Indonesia’s Mount Merapi spews ash in new eruption
Alert status has already been raised since Indonesia’s 2,968-metre mountain last erupted in August 2019.
Indonesia’s most volatile volcano on Sunday spewed ash and hot gas in a massive column as high as 6km (3.7 miles) into the sky.
Mount Merapi’s clouds of ash, accompanied by a rumbling sound heard kilometres (miles) away, blanketed several villages on the main island of Java.
Indonesia’s Center for Volcanology and Geological Hazard Mitigation did not raise Merapi’s alert status, which already was at the third-highest level since it began erupting last August.
In March, an eruption triggered the closure of the airport in Solo on the densely populated Java, authorities said.

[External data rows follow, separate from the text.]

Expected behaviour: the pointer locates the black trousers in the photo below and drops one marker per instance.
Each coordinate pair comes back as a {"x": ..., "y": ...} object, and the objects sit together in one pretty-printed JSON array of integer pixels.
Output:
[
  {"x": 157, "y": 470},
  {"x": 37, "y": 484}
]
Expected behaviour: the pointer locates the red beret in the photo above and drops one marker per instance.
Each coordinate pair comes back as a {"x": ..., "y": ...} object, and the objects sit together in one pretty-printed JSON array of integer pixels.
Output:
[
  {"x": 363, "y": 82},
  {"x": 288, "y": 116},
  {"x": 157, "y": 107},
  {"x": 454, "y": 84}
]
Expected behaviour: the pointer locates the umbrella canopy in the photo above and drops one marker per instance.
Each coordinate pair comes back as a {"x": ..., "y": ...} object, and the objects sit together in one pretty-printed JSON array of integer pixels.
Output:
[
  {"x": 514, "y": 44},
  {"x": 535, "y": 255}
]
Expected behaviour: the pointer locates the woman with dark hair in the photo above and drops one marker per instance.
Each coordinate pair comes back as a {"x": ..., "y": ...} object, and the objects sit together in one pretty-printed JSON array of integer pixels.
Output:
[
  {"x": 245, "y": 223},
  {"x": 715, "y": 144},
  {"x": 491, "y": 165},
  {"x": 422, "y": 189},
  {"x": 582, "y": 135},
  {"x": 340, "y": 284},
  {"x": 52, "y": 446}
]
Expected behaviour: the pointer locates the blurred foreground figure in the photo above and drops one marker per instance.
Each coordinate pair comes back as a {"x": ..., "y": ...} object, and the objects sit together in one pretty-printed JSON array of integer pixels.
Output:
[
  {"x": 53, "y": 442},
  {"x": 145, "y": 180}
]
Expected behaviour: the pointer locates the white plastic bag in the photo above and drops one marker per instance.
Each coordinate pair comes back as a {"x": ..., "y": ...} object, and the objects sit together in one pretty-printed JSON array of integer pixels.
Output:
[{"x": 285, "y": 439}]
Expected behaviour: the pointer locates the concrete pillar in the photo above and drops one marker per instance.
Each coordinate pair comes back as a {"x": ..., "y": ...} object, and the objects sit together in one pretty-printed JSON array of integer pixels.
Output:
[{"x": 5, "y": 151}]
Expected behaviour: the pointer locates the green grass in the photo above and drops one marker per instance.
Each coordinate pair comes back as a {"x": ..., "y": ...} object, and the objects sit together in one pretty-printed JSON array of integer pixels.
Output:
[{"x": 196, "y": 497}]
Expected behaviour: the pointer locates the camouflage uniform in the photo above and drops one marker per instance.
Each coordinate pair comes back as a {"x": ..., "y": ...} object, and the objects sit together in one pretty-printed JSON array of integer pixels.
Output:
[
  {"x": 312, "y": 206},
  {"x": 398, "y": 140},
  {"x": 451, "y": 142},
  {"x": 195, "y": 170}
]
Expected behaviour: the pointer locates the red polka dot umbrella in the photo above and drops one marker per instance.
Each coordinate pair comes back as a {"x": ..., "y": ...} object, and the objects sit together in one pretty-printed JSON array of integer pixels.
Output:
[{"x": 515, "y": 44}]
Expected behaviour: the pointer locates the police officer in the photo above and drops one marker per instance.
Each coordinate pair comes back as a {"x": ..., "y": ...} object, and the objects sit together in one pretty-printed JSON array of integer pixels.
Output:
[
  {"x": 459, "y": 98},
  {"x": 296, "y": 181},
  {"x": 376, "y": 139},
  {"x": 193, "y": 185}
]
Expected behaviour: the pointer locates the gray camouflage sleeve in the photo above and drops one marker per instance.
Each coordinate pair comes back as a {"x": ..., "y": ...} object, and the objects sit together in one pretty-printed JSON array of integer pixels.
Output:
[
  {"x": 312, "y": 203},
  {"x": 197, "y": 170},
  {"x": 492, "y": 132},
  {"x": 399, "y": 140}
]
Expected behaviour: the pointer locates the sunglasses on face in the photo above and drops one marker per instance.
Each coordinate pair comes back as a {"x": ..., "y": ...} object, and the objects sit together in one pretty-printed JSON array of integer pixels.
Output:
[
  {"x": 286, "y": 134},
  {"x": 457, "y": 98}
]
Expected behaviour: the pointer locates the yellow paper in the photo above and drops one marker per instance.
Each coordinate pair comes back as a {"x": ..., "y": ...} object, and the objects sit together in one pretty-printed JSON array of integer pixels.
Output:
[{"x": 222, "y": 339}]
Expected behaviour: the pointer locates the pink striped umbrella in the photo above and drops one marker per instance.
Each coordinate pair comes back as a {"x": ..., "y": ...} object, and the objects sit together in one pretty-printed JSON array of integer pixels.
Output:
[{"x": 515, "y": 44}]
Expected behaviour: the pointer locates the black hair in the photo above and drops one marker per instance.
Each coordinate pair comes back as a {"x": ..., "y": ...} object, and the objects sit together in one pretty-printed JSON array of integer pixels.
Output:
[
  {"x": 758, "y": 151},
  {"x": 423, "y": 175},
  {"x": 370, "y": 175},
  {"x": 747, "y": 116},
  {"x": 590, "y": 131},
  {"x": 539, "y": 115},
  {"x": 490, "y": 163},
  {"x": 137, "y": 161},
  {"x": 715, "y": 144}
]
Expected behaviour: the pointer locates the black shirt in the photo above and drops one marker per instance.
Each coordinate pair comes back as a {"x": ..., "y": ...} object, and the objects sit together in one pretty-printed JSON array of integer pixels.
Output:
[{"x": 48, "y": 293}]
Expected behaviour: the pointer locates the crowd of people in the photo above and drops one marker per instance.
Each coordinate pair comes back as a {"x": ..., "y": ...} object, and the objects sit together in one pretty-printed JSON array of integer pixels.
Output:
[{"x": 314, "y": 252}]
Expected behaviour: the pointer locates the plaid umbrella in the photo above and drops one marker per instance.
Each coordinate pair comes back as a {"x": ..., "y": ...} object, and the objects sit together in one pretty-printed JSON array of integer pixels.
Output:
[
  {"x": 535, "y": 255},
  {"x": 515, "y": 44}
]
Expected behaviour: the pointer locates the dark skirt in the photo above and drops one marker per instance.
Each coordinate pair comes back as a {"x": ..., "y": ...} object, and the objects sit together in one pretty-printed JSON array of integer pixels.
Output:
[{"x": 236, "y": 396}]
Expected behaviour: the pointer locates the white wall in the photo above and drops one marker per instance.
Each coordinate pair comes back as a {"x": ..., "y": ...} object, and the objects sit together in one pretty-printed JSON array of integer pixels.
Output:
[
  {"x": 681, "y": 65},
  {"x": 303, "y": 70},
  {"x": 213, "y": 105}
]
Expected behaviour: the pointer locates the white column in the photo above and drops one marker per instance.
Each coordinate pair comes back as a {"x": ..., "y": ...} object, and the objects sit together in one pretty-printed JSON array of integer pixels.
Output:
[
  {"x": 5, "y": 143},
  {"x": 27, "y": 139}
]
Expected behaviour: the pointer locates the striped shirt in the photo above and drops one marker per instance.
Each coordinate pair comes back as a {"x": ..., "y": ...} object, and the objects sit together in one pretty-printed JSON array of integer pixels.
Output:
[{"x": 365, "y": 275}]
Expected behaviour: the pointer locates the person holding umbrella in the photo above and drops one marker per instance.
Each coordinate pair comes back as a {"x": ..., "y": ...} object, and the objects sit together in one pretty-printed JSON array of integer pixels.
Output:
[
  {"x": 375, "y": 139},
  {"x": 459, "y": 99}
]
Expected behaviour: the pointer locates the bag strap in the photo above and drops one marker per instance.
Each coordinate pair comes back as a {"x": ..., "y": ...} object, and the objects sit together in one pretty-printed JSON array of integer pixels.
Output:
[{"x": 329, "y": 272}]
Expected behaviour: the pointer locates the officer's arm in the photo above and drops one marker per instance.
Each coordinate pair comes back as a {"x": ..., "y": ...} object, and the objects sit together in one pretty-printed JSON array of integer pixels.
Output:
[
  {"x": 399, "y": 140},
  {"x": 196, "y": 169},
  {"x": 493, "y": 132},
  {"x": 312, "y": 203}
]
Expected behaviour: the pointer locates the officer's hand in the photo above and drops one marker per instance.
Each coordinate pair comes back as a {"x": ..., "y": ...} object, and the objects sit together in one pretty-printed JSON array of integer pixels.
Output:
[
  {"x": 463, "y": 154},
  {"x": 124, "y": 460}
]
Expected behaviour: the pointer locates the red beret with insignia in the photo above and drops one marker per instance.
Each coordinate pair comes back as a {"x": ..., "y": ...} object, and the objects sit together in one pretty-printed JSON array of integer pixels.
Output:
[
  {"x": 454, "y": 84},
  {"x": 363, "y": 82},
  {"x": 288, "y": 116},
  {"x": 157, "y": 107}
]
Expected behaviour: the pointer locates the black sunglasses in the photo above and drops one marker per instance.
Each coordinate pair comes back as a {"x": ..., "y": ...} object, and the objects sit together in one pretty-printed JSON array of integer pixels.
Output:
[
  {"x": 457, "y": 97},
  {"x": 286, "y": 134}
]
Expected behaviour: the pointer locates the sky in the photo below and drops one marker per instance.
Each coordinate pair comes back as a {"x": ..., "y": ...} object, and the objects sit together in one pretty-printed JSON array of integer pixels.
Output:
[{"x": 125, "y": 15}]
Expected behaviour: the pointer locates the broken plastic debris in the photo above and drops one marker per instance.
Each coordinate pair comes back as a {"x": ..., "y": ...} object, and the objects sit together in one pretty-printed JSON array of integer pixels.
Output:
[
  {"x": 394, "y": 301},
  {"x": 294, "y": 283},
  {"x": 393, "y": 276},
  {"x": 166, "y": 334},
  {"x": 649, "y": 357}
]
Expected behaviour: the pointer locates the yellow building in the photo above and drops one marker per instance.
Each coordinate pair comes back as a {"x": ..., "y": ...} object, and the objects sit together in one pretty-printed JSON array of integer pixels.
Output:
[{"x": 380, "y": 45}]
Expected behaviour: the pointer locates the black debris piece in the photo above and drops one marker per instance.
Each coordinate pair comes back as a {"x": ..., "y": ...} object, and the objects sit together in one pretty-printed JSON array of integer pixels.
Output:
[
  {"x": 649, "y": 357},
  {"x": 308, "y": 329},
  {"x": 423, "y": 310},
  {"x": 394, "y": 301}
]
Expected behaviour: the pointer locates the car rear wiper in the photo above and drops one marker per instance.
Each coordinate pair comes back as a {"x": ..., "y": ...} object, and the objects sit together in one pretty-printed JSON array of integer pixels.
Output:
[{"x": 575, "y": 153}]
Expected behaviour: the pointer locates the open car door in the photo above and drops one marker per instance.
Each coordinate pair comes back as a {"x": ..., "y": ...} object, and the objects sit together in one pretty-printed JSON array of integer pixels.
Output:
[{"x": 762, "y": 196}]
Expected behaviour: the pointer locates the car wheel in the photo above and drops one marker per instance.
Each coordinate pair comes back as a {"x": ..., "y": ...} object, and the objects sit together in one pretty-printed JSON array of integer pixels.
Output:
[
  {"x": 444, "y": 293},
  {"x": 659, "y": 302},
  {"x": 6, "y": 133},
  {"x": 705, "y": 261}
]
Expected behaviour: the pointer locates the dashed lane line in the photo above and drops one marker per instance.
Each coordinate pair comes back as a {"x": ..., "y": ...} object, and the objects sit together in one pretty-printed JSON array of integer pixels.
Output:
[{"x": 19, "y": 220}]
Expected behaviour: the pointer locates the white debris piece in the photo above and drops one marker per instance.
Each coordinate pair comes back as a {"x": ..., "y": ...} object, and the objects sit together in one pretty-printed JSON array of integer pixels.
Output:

Since the March eruption, the local disaster mitigation agency has been warning people to keep out of a 3km (1.8 miles) exclusion zone around Merapi.
The 2,968-metre (9,737-foot) mountain is the most active of 500 Indonesian volcanoes. It has rumbled and generated dark hot clouds since last year.
Its last major eruption in 2010 killed 353 people.
Indonesia, an archipelago of 270 million people, is prone to earthquakes and volcanic activity because it sits along the Pacific Ring of Fire, a horseshoe-shaped series of fault lines around the ocean.